Printausgabe der Tiroler Tageszeitung vom Do, 21.03.2019


Exklusiv

Mikroplastik: Kunstrasen-Debatte in Tirol ist angerollt

In der Landesregierung werden umweltfreundliche Alternativen zum Plastikgranulat diskutiert. Eine Anpassung des Fördersystems scheint nicht ausgeschlossen.

Im ganzen Land dasselbe Bild: Neben Kunstrasenplätzen (im Bild jener in Kirchbichl) liegen dieser Tage schwarz gefärbte Schneeberge. Auf ihnen hat sich eine dicke Schicht aus Plastikgranulat, das häufig aus alten Autoreifen hergestellt wird, gebildet.

© www.muehlanger.atIm ganzen Land dasselbe Bild: Neben Kunstrasenplätzen (im Bild jener in Kirchbichl) liegen dieser Tage schwarz gefärbte Schneeberge. Auf ihnen hat sich eine dicke Schicht aus Plastikgranulat, das häufig aus alten Autoreifen hergestellt wird, gebildet.



Von Benedikt Mair

Innsbruck – Am Wochenende startet die Rückrunde im heimischen Fußball-Unterhaus. Ins Rollen kommen nicht nur wieder die Bälle. Angelaufen ist auch eine Debatte um die Umweltschädlichkeit von Kunstrasenplätzen. Die Tiroler Umweltanwaltschaft erhebt derzeit, wie berichtet, die Auswirkung des verwendeten Plastikgranulats auf die Mikroplastik-Konzentration in Böden und Flüssen. Sportlandesrat LHStv. Josef Geisler (ÖVP) sagt, dass er eine Prüfung von umweltfreundlicheren Optionen für das oft aus Altreifen hergestellte Material veranlasst hat.

„Es hat bereits eine Besprechung gegeben, wir haben uns Hersteller von Alternativen angesehen“, erzählt Geisler. „Wenn wir auch sonst ständig über Plastik und die dadurch entstehenden Probleme reden, dann ist es nur konsequent, dass wir uns auch die Kunstrasenplätze genau ansehen.“ Sollte sich eine wirtschaftlich sinnvolle, also nicht zu teure, Lösung finden, spricht sich der Sportlandesrat dafür aus, dass diese auch verpflichtend für den Bau neuer Anlagen mit Kunst­rasen festgeschrieben werde. „Und damit auch an Förderungen geknüpft wird.“ Diskutiert werden müsse noch über das, was mit den bereits bestehenden, mit Plastikgranulat gefüllten Plätzen passiert.

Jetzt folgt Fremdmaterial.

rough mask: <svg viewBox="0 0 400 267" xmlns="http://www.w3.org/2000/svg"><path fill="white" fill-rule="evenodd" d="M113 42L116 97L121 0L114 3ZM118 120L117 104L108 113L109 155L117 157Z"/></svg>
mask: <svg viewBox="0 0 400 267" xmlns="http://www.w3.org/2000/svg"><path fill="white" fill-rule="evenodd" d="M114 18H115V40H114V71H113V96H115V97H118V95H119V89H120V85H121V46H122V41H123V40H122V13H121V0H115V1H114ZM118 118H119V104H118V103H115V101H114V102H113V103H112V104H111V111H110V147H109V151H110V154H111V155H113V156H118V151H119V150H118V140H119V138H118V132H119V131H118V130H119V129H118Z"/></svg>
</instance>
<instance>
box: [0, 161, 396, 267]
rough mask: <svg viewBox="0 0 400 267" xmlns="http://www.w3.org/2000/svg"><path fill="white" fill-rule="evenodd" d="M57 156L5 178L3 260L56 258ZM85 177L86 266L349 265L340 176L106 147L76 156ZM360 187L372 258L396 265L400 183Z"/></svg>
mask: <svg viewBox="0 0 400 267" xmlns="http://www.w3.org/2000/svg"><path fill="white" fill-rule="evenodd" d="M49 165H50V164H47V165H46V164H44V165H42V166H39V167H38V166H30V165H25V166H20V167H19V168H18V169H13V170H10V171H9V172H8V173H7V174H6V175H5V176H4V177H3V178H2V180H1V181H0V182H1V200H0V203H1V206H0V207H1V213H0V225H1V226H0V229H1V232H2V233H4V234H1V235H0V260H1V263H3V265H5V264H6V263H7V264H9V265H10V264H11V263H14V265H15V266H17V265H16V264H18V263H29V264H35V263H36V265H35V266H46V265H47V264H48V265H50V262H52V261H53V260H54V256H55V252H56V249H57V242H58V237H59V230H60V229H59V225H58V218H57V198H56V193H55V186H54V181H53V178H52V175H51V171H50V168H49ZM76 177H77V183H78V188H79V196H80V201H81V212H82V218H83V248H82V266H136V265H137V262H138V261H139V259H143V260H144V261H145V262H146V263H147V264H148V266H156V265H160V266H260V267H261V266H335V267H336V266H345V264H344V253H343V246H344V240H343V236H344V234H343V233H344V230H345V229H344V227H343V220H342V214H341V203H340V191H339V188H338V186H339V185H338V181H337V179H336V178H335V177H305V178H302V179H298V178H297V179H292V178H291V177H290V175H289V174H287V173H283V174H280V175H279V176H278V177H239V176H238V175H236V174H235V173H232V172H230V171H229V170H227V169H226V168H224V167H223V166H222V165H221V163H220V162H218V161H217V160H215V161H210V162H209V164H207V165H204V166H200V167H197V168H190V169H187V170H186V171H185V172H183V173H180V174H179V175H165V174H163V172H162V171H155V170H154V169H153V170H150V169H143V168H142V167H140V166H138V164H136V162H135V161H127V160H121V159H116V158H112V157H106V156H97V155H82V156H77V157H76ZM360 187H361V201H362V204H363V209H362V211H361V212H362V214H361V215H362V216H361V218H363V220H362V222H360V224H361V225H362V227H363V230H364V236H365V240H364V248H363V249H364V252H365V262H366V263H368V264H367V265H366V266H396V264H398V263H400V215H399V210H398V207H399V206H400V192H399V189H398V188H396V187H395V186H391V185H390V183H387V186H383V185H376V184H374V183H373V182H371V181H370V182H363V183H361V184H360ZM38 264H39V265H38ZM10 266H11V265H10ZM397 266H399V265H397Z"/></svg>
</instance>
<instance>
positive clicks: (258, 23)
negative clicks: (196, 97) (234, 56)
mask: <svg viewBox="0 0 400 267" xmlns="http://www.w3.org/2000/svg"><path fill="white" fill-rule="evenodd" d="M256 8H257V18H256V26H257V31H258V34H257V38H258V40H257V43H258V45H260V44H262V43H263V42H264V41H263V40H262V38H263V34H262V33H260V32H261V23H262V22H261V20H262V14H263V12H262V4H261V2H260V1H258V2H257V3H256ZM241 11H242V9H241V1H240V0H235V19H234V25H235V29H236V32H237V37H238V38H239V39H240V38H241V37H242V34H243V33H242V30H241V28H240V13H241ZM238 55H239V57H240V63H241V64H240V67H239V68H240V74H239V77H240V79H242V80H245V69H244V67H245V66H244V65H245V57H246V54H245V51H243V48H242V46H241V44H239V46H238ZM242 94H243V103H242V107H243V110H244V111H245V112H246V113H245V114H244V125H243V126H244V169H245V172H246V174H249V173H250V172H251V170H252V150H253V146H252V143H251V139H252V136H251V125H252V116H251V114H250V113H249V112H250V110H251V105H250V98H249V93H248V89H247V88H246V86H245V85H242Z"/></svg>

Durchaus wichtig und konsequent findet der Präsident des Tiroler Fußballverbandes, Josef Geisler, die Überlegungen der Landespolitik. „Die Umwelt ist ein sehr hohes Gut, das steht außer Frage.“ Und wenn es abgesichert ist, dass sich die Plastikgranulate wirklich nachhaltig schädlich auf die Natur auswirken würden, dann seien laut Geisler die Pläne der Politik, etwa das Vorschreiben eines umweltfreundlichen Belags, auch von Seiten der Fußballclubs zu unterstützen. „Der Fördergeber ist immer die Prämisse. Und ich glaube, dass sich kein Verein gegen die Vorgaben des Fördergebers wehren würde.“

Wenig Hoffnung, dass am Ende der Prüfung des Sportlandesrates ein zufriedenstellendes Ergebnis herauskommt, hat Georg Traungott. Er ist Chef der gleichnamigen Firma mit Sitz in Innsbruck, die Kunstrasen vertreibt. „Zwar gibt es Kork-Füllmaterial, das hält aber nicht lange, zerbröselt sofort. Eine ausschließliche Befüllung der Plätze mit Quarzsand, wie es bei vielen Spielplätzen Anwendung findet, kommt für Fußballplätze deshalb nicht wirklich in Frage, weil die Gefahr, sich zu verletzen, höher ist.“ Die für Traungott einzig sinnvolle Alternative ist „hochwertiges Granulat. Das bröckelt nicht. Es ist immerhin die am wenigsten umweltschädliche Variante.“

Und wann ist mit einer Entscheidung des Landes zu rechnen? „In ein paar Wochen werden wir ein Ergebnis vorliegen haben und dann weitere Schritte prüfen“, sagt Landesrat Josef Geisler.